A baby’s blood group may be different from that of the mother and only occasionally do they end up not being compatible. What we are today is influenced by our genes. We inherit most of our traits from our parents right at the moment of conception. There is a decent chance that some of the genes be more dominant than the others. At the first antenatal screening, a woman’s blood tests are taken to determine the blood type and her rhesus status i.e. whether she is Rh-positive or Rh-negative. Rhesus factor refers to the protein on the surface of the red blood cells. If you have the rhesus factors, you are Rh-positive and if you do not have it, you are Rh-negative. About 80% of the people are Rh-positive.
The Rhesus state makes a difference only when the mother is Rh-negative, the father is Rh-positive and the baby is Rh-positive.
There are several rhesus genes among which are c, d and e that can either be positive or negative. The positive rhesus genes are C, D and E and the negative rhesus genes are c, d and e. The gene that needs attention is the d genes.
The Rh positive cells contain a substance called the D antigen that can stimulate the Rh negative blood to produce antibodies that are harmful and can destroy the red blood cells. The harmful antibody is referred to as anti-D, which has a probability of being produced if the mother is Rh-negative and the baby is Rh-positive.

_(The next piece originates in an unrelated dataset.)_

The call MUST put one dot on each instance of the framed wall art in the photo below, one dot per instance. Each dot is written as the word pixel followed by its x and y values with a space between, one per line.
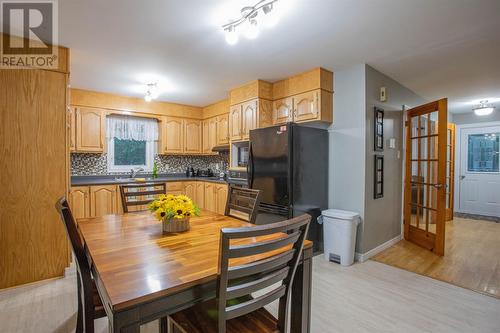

Rhesus incompatibility, usually, does not occur in the first pregnancies because during first pregnancy, a woman does not have the antibodies present in her blood. The likelihood of a rhesus negative increases with subsequent pregnancies. The mother’s antibodies tend to cross over the placenta, reaching out to the baby’s blood and regarding it as a foreign agent and beginning to break it down. Breaking down of the baby’s blood by the mother’s antibodies causes the baby’s haemoglobin level to fall causing anaemia. It is in this juncture, that a blood transfusion is necessary at birth. The baby may also be severely jaundiced at birth.
A negative rhesus factor during pregnancy has become rare and poses little threat of complications to the mother or the baby. The mother’s Rhesus factor may be identified during screening tests and if the mother is identified as having Rhesus-negative, she may have developed Rhesus antibodies.